Yesgneill said:
I have given all the information. The correct answer is 9.4 m/S^2gneill said:
Okay, so simple pendulum it is:zade70 said:
Saloni Khanna said:
gneill, did you use paint to draw that picture or what program did you use, i really want to know . Sorry for saying something not related to OPgneill said:
The picture came from the OP's link. I just cut-and-pasted it to make it visible in-thread; off-site links have a tendency to disappear over time.The Vinh said:
many thanks to yougneill said:
The acceleration due to gravity is the rate at which an object falls towards the Earth's surface due to the force of gravity. It is represented by the symbol "g" and has a value of approximately 9.8 meters per second squared (m/s²).
Acceleration due to gravity can be calculated using the equation g = G * (M / r²), where G is the universal gravitational constant (6.67 x 10^-11 N*m²/kg²), M is the mass of the Earth, and r is the distance between the object and the center of the Earth. This equation can also be simplified to g = 9.8 m/s² for objects near the Earth's surface.
Yes, the acceleration due to gravity varies on different planets due to differences in mass and radius. For example, the acceleration due to gravity on Mars is approximately 3.7 m/s², while on Jupiter it is approximately 24.8 m/s².

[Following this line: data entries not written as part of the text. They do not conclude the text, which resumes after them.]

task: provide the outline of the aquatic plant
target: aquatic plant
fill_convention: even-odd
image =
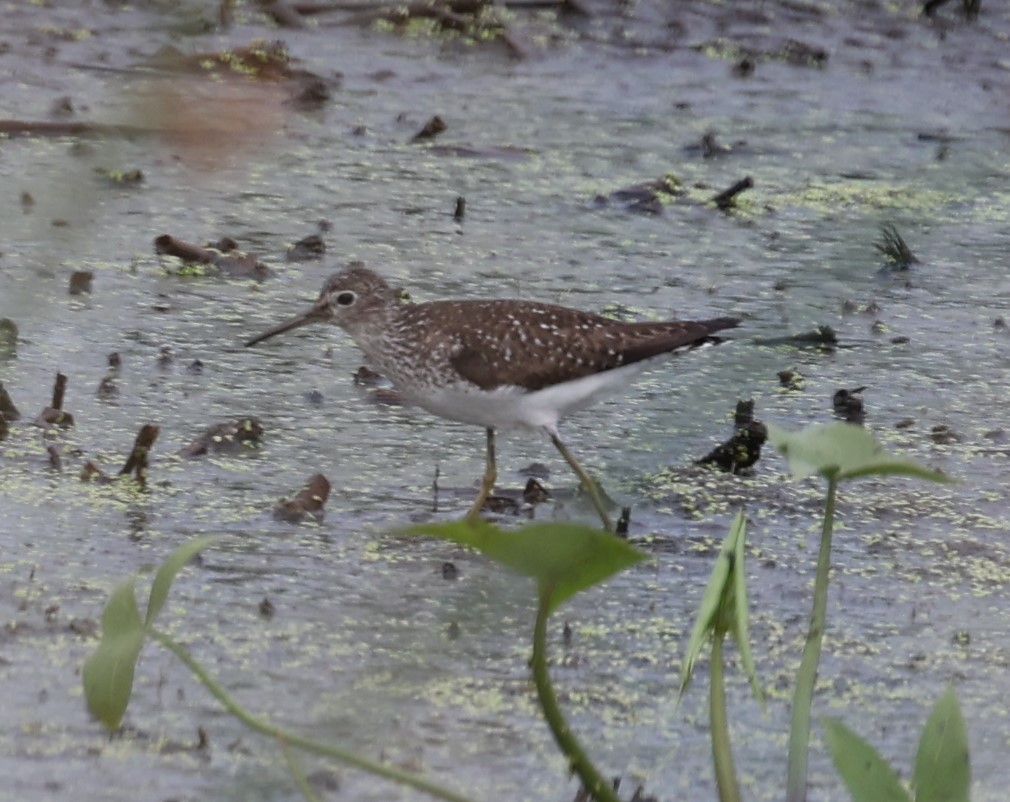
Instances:
[[[820,476],[827,481],[821,527],[813,607],[803,658],[793,692],[789,734],[786,801],[804,802],[807,795],[807,759],[810,746],[810,706],[813,701],[821,641],[827,625],[827,587],[831,568],[831,535],[838,485],[870,476],[907,476],[931,482],[948,482],[936,471],[902,457],[894,457],[864,427],[852,423],[827,423],[790,432],[768,424],[769,440],[789,462],[794,478]]]

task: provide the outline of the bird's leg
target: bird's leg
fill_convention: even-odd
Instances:
[[[558,432],[550,431],[546,429],[547,434],[550,435],[550,441],[554,444],[554,447],[562,453],[562,457],[565,458],[572,470],[575,471],[577,477],[582,482],[582,486],[586,488],[586,492],[589,493],[589,497],[593,500],[593,506],[596,507],[596,511],[600,514],[600,520],[603,521],[603,528],[608,532],[614,531],[614,523],[610,519],[610,513],[607,512],[607,505],[603,500],[603,494],[600,493],[600,489],[596,486],[596,482],[592,480],[589,474],[579,465],[579,461],[575,459],[569,447],[562,442],[562,438],[558,436]]]
[[[481,517],[481,510],[484,509],[484,502],[488,500],[491,491],[495,489],[495,480],[498,478],[498,469],[495,467],[495,430],[488,426],[488,460],[484,469],[484,479],[481,481],[481,492],[477,494],[474,503],[467,513],[467,520],[473,523]]]

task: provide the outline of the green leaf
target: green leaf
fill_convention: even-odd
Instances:
[[[754,670],[753,658],[750,655],[747,583],[746,572],[743,570],[743,545],[746,539],[746,519],[743,512],[738,512],[729,526],[729,532],[722,541],[719,556],[716,558],[712,573],[709,575],[708,586],[698,605],[698,615],[695,617],[691,636],[681,668],[681,689],[678,699],[684,696],[695,665],[701,657],[702,648],[709,634],[722,637],[730,631],[740,653],[740,664],[743,667],[754,695],[762,704],[764,694],[758,683],[758,673]]]
[[[968,732],[953,688],[936,701],[915,754],[915,802],[968,802],[972,766]]]
[[[869,431],[854,423],[816,423],[799,431],[769,423],[768,438],[789,461],[797,479],[814,474],[838,480],[891,474],[930,482],[951,481],[914,460],[888,454]]]
[[[911,802],[898,775],[877,749],[837,718],[824,721],[827,746],[852,802]]]
[[[691,627],[691,637],[688,638],[688,646],[684,654],[684,664],[681,666],[681,690],[678,698],[684,696],[691,676],[694,674],[694,667],[701,657],[701,650],[705,646],[705,641],[712,634],[717,625],[717,617],[720,607],[722,607],[724,596],[732,589],[729,583],[730,573],[735,560],[735,540],[744,527],[743,513],[738,513],[729,527],[729,533],[722,541],[719,556],[715,559],[712,573],[708,577],[708,585],[705,593],[702,594],[701,603],[698,605],[698,615],[695,616],[694,626]],[[721,633],[717,634],[721,637]]]
[[[162,567],[158,569],[158,574],[155,575],[155,581],[150,586],[150,597],[147,600],[147,615],[143,621],[145,627],[155,623],[155,619],[165,606],[176,575],[194,557],[217,539],[214,535],[193,537],[165,559]]]
[[[143,622],[133,593],[135,577],[112,591],[102,613],[102,639],[84,664],[88,709],[112,730],[119,726],[133,692],[133,672],[143,645]]]
[[[743,545],[746,540],[746,520],[743,511],[736,513],[733,520],[730,535],[734,537],[733,543],[733,639],[736,641],[736,649],[740,653],[740,667],[750,682],[750,688],[758,697],[762,707],[765,706],[765,694],[762,692],[761,683],[758,681],[758,670],[754,668],[754,659],[750,654],[750,615],[749,598],[747,597],[747,574],[743,570],[744,554]],[[728,538],[727,538],[728,539]]]
[[[579,591],[603,582],[647,555],[601,529],[576,523],[531,523],[503,531],[486,521],[412,526],[406,531],[476,548],[536,580],[552,611]]]

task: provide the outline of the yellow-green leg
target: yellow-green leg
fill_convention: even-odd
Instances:
[[[477,494],[474,503],[470,506],[466,520],[473,523],[481,517],[481,510],[484,503],[495,489],[495,480],[498,478],[498,469],[495,467],[495,430],[488,426],[488,459],[484,469],[484,479],[481,480],[481,492]]]
[[[589,497],[593,500],[593,506],[596,507],[596,511],[600,515],[600,520],[603,521],[603,528],[608,532],[614,531],[614,523],[610,519],[610,513],[607,512],[607,504],[603,500],[603,494],[600,493],[600,489],[596,486],[596,482],[590,478],[589,474],[583,470],[583,467],[579,465],[579,461],[575,459],[572,452],[569,450],[568,446],[562,442],[562,438],[558,436],[554,431],[547,430],[547,434],[550,435],[550,441],[554,444],[554,447],[562,453],[562,457],[565,458],[572,470],[575,471],[577,477],[582,482],[582,486],[589,493]]]

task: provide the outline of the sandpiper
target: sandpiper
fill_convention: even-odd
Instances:
[[[613,531],[603,496],[562,440],[559,420],[624,389],[670,355],[720,342],[714,332],[739,320],[628,323],[525,300],[409,303],[379,274],[351,263],[326,280],[311,308],[245,345],[309,323],[344,329],[408,401],[485,427],[487,467],[468,520],[494,488],[495,429],[525,427],[550,438]]]

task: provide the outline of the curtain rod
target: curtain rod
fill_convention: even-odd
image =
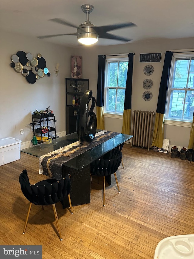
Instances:
[[[135,53],[133,53],[133,56],[135,55]],[[127,53],[126,54],[113,54],[112,55],[105,55],[106,57],[110,57],[112,56],[126,56],[126,55],[129,55],[129,53]]]
[[[194,51],[178,51],[177,52],[174,52],[173,51],[172,52],[173,53],[190,53],[191,52],[194,52]]]

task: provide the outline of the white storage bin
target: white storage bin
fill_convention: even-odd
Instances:
[[[0,139],[0,165],[20,159],[21,142],[14,138]]]

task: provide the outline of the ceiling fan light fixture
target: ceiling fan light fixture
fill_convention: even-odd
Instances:
[[[92,45],[97,42],[99,38],[98,34],[90,32],[80,33],[77,35],[78,41],[84,45]]]

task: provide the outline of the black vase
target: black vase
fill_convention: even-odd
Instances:
[[[89,109],[89,103],[92,100]],[[79,140],[84,145],[91,142],[96,131],[97,120],[96,114],[93,111],[96,99],[92,96],[92,91],[87,90],[82,98],[77,118],[76,127]]]

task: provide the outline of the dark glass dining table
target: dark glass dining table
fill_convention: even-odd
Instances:
[[[97,130],[96,132],[100,131]],[[72,186],[70,195],[73,206],[90,203],[91,162],[133,136],[118,133],[112,138],[64,163],[62,167],[62,176],[63,177],[69,173],[71,174]],[[75,132],[52,139],[50,142],[43,142],[22,149],[20,151],[40,157],[78,140],[77,132]],[[107,179],[109,184],[111,184],[111,178]],[[63,207],[68,206],[68,202],[67,203],[64,201]]]

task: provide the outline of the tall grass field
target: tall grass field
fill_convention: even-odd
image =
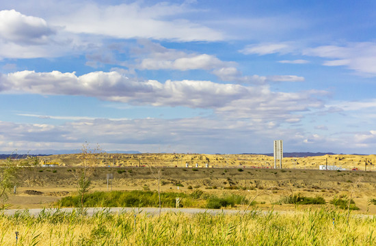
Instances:
[[[278,214],[0,213],[1,245],[373,245],[375,217],[323,207]],[[16,241],[15,232],[18,232]],[[16,244],[17,243],[17,244]]]

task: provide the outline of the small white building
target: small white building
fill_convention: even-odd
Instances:
[[[346,168],[343,168],[341,167],[337,167],[335,165],[320,165],[319,168],[320,170],[340,170],[340,171],[346,170]]]

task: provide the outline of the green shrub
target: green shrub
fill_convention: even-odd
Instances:
[[[335,197],[334,199],[333,199],[332,200],[330,201],[330,204],[333,204],[336,206],[338,206],[338,207],[339,207],[340,208],[342,208],[342,209],[345,210],[345,209],[349,208],[349,199],[347,199],[346,197],[343,197],[343,198],[336,198],[336,197]],[[358,207],[357,207],[356,205],[355,204],[354,200],[353,200],[352,199],[350,200],[349,209],[350,210],[360,210],[360,208]]]
[[[201,196],[204,194],[204,191],[199,190],[199,189],[195,189],[191,193],[190,193],[189,195],[193,198],[193,199],[199,199],[201,197]]]
[[[323,197],[310,197],[301,195],[300,193],[282,197],[280,202],[286,204],[325,204]]]
[[[247,203],[247,200],[243,196],[239,195],[230,195],[223,197],[218,197],[212,195],[206,200],[206,208],[219,209],[227,206],[234,206],[236,204]]]

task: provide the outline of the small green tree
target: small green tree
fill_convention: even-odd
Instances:
[[[91,148],[88,142],[82,145],[81,152],[79,156],[81,159],[82,169],[75,176],[77,180],[77,191],[81,197],[80,208],[83,208],[84,197],[90,190],[92,185],[91,176],[95,172],[97,165],[96,156],[103,153],[99,145],[94,148]]]
[[[10,156],[4,163],[5,165],[0,168],[0,199],[3,200],[3,206],[8,200],[9,193],[17,184],[18,180],[18,167],[12,161]]]

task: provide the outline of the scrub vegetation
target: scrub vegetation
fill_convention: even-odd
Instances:
[[[272,211],[211,215],[200,213],[112,214],[92,217],[45,210],[0,213],[0,245],[373,245],[376,218],[321,208],[291,214]]]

The mass of an object does not affect its acceleration due to gravity. According to Newton's Law of Universal Gravitation, the force of gravity between two objects is directly proportional to their masses, but the acceleration due to gravity remains constant for all objects near the Earth's surface.
Yes, the acceleration due to gravity can be negative. This occurs when an object is moving away from the Earth's surface, such as when it is thrown upwards or when it orbits the Earth. However, the magnitude of the acceleration due to gravity remains constant at 9.8 m/s².